Objective: Basal markers [cytokeratin 5/6 (CK5/6) and epidermal growth factor receptor (EGFR)] are used in identifying the basal-like breast carcinoma subtype, which is associated with a poor prognosis. However, the clinicopathological significance in early-stage invasive carcinoma of no special type (IC, NST) has not been well established.

Material and Method: In a five-year period, 133 female patients with early-stage IC, NST with a median follow-up time of 89 months were included. The immunohistochemistry-based molecular subtypes were identified according to ASCO/CAP guidelines in 2013. The cutoff values for basal positivity were determined as 10% for each marker.

Results: Basal positivity was recorded in 83.3% (5/6) of triple-negative breast cancers, 50% (2/4) of HER2-enriched, 18.6% (13/70) of luminal B, and 8.3% of luminal A (4/48) subtype.
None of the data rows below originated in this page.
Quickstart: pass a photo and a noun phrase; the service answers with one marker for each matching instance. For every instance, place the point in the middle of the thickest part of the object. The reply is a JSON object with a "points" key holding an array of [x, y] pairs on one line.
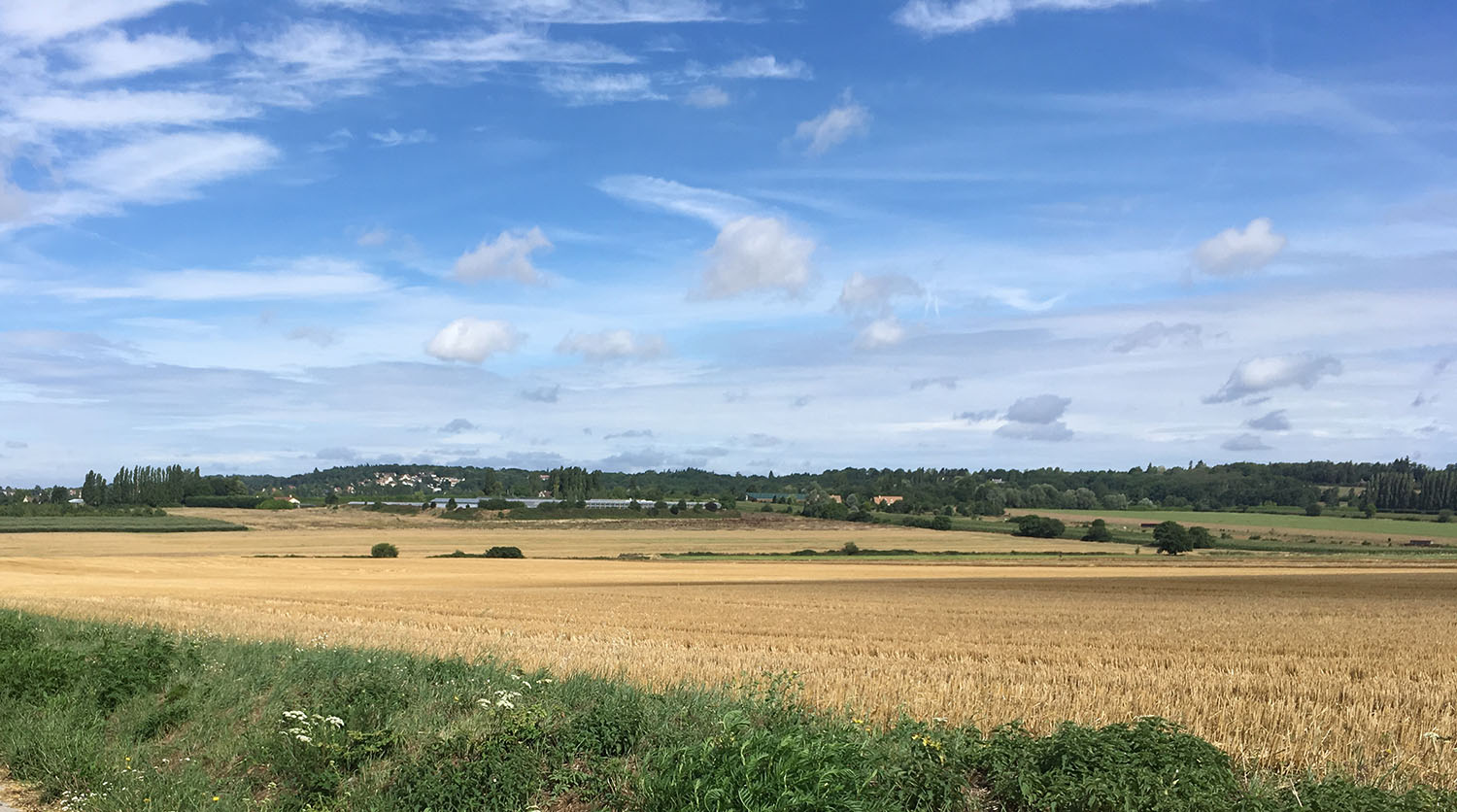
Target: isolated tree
{"points": [[1171, 538]]}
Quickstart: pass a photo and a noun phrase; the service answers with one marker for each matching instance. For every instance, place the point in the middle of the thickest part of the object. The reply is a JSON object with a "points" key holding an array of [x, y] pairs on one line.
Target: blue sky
{"points": [[737, 235]]}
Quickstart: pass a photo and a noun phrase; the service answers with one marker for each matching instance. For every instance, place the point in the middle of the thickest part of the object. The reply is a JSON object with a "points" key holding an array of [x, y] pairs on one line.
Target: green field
{"points": [[89, 524], [119, 719]]}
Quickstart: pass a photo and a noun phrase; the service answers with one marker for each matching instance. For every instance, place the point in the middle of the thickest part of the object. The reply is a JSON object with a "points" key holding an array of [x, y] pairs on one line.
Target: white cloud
{"points": [[952, 17], [833, 127], [375, 238], [874, 293], [882, 332], [516, 47], [612, 344], [51, 19], [472, 340], [1273, 372], [166, 168], [605, 12], [124, 108], [14, 203], [1235, 251], [396, 139], [1034, 419], [713, 206], [1057, 432], [114, 54], [765, 67], [758, 254], [1244, 442], [1022, 299], [1156, 334], [317, 335], [507, 256], [708, 96], [1039, 409], [582, 89], [1272, 422], [303, 279]]}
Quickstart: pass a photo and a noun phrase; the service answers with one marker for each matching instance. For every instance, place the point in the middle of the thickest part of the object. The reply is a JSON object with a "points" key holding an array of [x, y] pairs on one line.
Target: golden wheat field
{"points": [[1288, 666]]}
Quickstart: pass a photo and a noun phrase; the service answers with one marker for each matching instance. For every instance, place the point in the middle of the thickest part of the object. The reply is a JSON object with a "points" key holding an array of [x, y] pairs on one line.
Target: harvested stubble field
{"points": [[1284, 666]]}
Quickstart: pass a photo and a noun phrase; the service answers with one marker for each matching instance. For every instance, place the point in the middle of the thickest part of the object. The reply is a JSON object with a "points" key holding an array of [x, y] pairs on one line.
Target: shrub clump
{"points": [[1039, 526]]}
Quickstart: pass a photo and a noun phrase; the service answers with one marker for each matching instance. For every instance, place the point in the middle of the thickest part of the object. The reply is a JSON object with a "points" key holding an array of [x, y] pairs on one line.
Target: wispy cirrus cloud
{"points": [[302, 279], [935, 17]]}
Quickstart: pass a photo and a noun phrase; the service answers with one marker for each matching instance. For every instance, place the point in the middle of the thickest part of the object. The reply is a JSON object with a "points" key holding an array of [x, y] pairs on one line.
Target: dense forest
{"points": [[1380, 486]]}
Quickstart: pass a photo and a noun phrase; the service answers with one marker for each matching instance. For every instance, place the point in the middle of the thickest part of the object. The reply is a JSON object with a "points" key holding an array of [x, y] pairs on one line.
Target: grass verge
{"points": [[113, 718]]}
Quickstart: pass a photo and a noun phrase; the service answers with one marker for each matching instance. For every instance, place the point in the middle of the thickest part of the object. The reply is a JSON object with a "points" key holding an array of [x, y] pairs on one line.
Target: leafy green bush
{"points": [[1098, 531], [117, 719], [1150, 765], [1037, 526]]}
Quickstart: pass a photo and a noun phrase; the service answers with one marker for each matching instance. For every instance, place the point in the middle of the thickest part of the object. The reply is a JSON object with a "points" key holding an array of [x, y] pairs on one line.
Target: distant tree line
{"points": [[1372, 486]]}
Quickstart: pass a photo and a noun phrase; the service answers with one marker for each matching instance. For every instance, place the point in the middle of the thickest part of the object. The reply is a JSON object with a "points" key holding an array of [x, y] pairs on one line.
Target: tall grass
{"points": [[119, 718]]}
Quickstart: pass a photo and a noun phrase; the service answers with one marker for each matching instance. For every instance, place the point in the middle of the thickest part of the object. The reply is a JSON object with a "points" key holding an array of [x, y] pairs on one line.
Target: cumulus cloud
{"points": [[874, 293], [612, 344], [375, 238], [1057, 432], [472, 340], [1272, 422], [1235, 251], [946, 382], [765, 67], [457, 426], [1244, 442], [1273, 372], [1036, 418], [708, 96], [542, 393], [935, 17], [882, 332], [833, 125], [1039, 409], [758, 254], [507, 256], [1156, 334], [396, 139]]}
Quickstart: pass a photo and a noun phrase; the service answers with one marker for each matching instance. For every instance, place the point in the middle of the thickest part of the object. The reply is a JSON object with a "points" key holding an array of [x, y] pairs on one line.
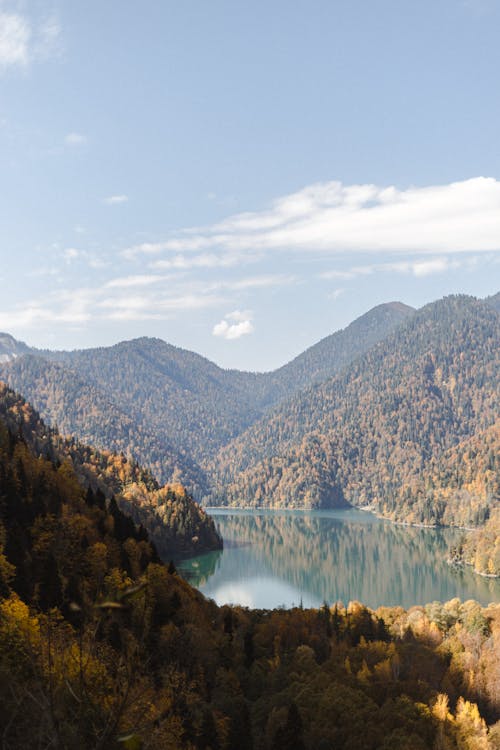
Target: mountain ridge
{"points": [[179, 407]]}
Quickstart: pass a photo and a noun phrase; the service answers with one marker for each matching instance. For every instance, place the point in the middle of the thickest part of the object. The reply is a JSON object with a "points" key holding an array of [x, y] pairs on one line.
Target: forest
{"points": [[411, 429], [176, 523], [104, 646]]}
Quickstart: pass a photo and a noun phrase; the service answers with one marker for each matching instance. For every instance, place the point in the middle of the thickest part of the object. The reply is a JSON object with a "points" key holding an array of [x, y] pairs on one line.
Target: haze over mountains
{"points": [[381, 413], [171, 408]]}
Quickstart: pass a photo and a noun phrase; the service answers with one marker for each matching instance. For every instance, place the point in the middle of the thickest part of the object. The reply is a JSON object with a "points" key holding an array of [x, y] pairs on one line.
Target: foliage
{"points": [[101, 646], [177, 524]]}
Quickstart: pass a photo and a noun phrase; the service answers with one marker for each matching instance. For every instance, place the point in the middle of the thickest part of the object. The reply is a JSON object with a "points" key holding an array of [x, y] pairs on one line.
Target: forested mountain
{"points": [[174, 521], [390, 431], [330, 355], [168, 407], [76, 407], [10, 348], [101, 646]]}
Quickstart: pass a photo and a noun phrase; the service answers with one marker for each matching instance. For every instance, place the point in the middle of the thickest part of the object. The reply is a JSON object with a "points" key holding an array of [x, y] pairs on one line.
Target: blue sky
{"points": [[242, 179]]}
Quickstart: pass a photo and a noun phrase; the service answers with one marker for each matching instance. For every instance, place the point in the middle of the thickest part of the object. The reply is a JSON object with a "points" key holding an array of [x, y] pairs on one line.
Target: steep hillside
{"points": [[176, 524], [330, 355], [10, 348], [170, 408], [102, 647], [376, 434], [74, 405]]}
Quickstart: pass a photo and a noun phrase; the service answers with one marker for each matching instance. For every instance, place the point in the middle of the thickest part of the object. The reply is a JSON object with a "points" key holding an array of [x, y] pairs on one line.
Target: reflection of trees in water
{"points": [[375, 562], [198, 570]]}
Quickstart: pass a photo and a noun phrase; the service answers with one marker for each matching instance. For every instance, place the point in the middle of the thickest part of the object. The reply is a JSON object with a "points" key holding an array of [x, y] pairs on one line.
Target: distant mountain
{"points": [[330, 355], [494, 301], [377, 434], [170, 408], [10, 348]]}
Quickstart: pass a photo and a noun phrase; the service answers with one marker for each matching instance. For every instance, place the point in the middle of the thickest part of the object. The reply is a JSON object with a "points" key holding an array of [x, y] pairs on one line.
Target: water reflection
{"points": [[274, 558]]}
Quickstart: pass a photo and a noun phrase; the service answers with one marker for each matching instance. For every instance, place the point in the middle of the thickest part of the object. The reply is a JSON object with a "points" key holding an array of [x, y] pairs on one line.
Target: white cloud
{"points": [[70, 254], [24, 40], [184, 262], [333, 218], [75, 139], [419, 267], [234, 325], [15, 35], [114, 200], [336, 293], [124, 282]]}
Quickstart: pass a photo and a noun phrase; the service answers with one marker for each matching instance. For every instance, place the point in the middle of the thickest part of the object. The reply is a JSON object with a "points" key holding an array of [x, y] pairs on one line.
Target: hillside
{"points": [[170, 408], [103, 647], [10, 348], [176, 524], [378, 434]]}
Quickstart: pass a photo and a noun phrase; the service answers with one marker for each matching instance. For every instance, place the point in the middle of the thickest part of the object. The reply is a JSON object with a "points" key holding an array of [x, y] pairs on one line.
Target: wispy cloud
{"points": [[126, 282], [234, 325], [24, 40], [185, 262], [420, 267], [333, 218], [114, 200], [75, 139]]}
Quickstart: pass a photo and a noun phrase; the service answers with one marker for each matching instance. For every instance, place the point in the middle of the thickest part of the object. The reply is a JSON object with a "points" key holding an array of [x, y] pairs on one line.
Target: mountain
{"points": [[168, 407], [102, 646], [378, 433], [176, 524], [333, 353], [10, 348]]}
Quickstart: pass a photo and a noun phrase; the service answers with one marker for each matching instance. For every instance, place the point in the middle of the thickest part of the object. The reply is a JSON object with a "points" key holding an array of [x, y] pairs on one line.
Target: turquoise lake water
{"points": [[284, 558]]}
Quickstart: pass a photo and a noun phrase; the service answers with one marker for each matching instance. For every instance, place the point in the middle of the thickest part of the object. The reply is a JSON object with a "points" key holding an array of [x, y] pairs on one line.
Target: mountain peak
{"points": [[10, 348]]}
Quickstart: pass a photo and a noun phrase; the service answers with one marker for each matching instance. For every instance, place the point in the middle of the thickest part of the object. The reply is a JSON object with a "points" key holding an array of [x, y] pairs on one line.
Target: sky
{"points": [[242, 179]]}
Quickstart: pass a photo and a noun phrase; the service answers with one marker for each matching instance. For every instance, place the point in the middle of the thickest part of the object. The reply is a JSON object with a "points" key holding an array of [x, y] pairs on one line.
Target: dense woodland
{"points": [[102, 646], [410, 428], [176, 523], [170, 408], [398, 412]]}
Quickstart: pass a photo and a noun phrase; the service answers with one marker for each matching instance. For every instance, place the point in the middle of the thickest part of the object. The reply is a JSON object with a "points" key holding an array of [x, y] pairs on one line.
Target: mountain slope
{"points": [[370, 435], [330, 355], [170, 408], [176, 524], [10, 348], [101, 646]]}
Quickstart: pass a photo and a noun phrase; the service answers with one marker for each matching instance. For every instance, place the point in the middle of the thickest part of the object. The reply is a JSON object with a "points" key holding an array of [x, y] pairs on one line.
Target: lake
{"points": [[284, 558]]}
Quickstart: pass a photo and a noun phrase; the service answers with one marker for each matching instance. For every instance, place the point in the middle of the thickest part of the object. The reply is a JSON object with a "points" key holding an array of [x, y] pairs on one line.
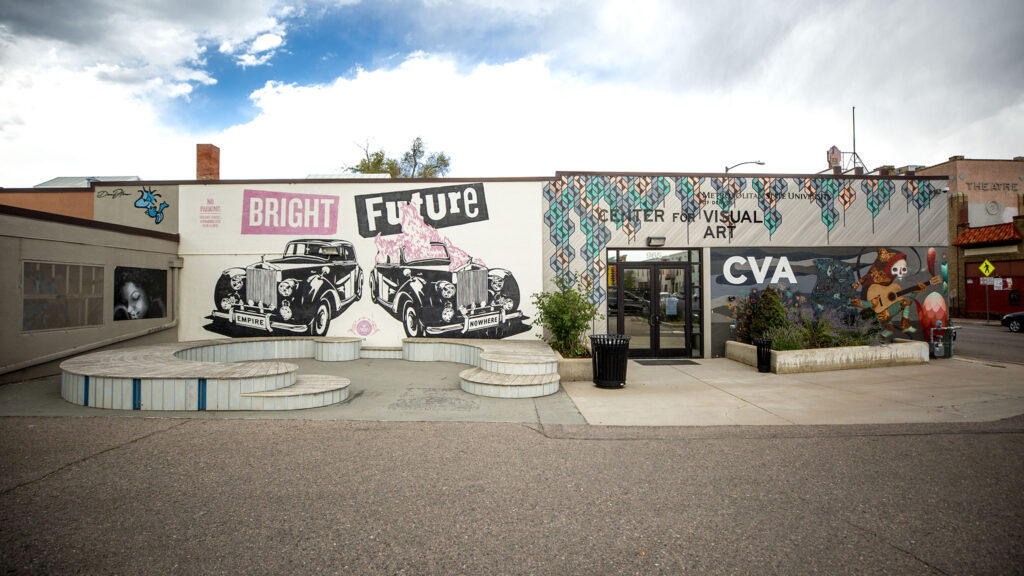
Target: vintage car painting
{"points": [[300, 292], [430, 299]]}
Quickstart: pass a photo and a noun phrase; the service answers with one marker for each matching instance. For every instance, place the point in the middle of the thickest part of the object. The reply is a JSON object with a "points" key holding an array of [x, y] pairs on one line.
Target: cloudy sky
{"points": [[507, 88]]}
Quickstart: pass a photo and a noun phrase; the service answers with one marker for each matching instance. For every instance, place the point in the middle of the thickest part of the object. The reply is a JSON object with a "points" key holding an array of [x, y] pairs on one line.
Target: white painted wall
{"points": [[211, 227]]}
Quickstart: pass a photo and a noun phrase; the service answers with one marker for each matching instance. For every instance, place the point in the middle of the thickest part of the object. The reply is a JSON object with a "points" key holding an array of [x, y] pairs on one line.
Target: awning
{"points": [[988, 236]]}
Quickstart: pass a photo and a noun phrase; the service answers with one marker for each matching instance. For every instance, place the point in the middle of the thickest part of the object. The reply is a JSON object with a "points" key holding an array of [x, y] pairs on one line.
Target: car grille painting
{"points": [[261, 286], [472, 287]]}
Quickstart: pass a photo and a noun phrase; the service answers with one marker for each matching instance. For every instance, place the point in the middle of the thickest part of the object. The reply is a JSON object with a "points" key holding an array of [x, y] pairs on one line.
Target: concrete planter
{"points": [[900, 353], [572, 369]]}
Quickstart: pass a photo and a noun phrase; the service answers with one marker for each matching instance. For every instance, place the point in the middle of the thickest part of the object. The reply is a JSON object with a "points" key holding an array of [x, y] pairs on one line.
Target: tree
{"points": [[768, 313], [414, 164]]}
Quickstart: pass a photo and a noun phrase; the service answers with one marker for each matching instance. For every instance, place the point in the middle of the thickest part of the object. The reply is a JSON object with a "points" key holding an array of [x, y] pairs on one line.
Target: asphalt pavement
{"points": [[888, 470], [104, 495]]}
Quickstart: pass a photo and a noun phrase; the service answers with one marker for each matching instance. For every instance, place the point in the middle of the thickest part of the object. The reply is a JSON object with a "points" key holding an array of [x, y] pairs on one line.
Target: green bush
{"points": [[787, 336], [566, 315], [768, 314], [817, 333]]}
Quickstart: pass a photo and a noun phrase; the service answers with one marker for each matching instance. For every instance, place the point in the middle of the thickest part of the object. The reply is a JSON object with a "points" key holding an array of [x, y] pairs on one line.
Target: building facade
{"points": [[986, 224], [669, 258]]}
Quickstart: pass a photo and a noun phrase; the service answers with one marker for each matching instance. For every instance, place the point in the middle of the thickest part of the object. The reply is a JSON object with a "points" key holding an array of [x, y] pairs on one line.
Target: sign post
{"points": [[987, 269]]}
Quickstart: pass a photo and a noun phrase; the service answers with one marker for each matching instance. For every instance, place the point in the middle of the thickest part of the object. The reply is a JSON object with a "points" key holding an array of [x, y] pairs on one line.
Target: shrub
{"points": [[818, 333], [565, 315], [768, 314], [786, 336]]}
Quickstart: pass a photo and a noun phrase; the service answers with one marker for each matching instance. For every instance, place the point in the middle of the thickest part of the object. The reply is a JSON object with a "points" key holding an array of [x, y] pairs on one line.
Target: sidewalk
{"points": [[713, 392], [720, 392]]}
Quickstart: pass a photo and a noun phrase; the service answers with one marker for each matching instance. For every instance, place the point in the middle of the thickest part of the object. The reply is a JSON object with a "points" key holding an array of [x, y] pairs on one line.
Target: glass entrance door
{"points": [[652, 303]]}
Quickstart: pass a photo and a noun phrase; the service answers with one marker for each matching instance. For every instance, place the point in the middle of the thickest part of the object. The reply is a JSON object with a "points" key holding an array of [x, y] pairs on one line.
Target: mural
{"points": [[901, 285], [150, 201], [437, 289], [300, 293], [587, 213], [139, 293]]}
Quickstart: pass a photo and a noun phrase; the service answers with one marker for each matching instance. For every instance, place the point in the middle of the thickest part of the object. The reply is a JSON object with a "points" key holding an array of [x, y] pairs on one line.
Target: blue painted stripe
{"points": [[136, 394]]}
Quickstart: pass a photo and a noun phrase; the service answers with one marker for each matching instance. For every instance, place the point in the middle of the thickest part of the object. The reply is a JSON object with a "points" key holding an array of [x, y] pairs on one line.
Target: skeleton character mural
{"points": [[881, 290]]}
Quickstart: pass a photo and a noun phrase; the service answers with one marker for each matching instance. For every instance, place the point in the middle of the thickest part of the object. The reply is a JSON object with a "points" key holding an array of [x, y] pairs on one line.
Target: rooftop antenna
{"points": [[853, 112]]}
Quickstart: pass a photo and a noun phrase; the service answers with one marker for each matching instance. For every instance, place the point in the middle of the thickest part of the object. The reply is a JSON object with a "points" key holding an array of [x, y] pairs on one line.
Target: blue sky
{"points": [[289, 88]]}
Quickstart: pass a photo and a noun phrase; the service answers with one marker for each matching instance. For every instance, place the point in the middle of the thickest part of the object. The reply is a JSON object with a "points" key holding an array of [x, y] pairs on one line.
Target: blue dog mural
{"points": [[150, 200]]}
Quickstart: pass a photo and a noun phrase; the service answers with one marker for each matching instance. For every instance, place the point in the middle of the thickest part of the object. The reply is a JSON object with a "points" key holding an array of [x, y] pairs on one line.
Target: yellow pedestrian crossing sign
{"points": [[986, 268]]}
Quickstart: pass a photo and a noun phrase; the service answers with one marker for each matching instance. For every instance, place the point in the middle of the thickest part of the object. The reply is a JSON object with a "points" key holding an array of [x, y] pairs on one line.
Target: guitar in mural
{"points": [[883, 296]]}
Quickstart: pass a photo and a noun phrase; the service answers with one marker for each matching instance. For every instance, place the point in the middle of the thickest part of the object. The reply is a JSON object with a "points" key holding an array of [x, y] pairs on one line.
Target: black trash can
{"points": [[608, 358], [764, 354], [942, 341]]}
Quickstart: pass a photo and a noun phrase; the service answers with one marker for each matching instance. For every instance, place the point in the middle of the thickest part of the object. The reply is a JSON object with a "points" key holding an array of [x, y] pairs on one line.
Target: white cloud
{"points": [[265, 42], [647, 85]]}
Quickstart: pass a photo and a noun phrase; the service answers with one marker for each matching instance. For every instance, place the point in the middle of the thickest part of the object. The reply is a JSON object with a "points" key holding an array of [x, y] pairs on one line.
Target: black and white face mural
{"points": [[139, 293], [422, 280], [299, 293]]}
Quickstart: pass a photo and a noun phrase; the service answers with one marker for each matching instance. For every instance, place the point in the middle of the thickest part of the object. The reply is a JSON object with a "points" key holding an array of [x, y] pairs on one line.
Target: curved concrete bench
{"points": [[503, 368], [208, 375]]}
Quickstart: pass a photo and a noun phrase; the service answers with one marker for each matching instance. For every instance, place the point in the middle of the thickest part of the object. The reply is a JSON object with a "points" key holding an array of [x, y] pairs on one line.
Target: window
{"points": [[61, 296]]}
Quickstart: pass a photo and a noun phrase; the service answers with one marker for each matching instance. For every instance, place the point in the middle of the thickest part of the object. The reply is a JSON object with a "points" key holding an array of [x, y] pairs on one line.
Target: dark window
{"points": [[56, 295]]}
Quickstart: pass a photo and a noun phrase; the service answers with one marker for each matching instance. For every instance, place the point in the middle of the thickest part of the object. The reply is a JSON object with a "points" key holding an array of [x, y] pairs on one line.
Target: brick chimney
{"points": [[207, 162]]}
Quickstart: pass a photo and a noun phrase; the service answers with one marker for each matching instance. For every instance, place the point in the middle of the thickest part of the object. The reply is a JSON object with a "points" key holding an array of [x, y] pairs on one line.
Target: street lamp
{"points": [[758, 162]]}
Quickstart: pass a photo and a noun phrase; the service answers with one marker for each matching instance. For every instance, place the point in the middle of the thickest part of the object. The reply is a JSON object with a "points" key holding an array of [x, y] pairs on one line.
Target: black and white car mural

CK5/6 and EGFR positivity were significantly associated with ER negativity (p < 0.001). EGFR positive cases were significantly associated with PR negativity and HER2 positivity compared to negative cases. However, basal positivity was not associated with the patient outcome (p = 0.006 and p = 0.004, respectively).

Conclusion: Basal positive IC, NSTs were associated with hormone receptor negativity and HER2 overexpression; these patients would therefore be less likely to respond to hormonotherapy and more likely to benefit from anti-HER2 treatment as well as dual-kinase inhibitors. The lack of standardization of the definition of basal marker positivity may contribute to the conflicting results of prognostic studies. Hence, further studies focusing on developing a standard protocol for determining basal marker positivity are needed not only for IC, NST but also for other histological types of breast cancer.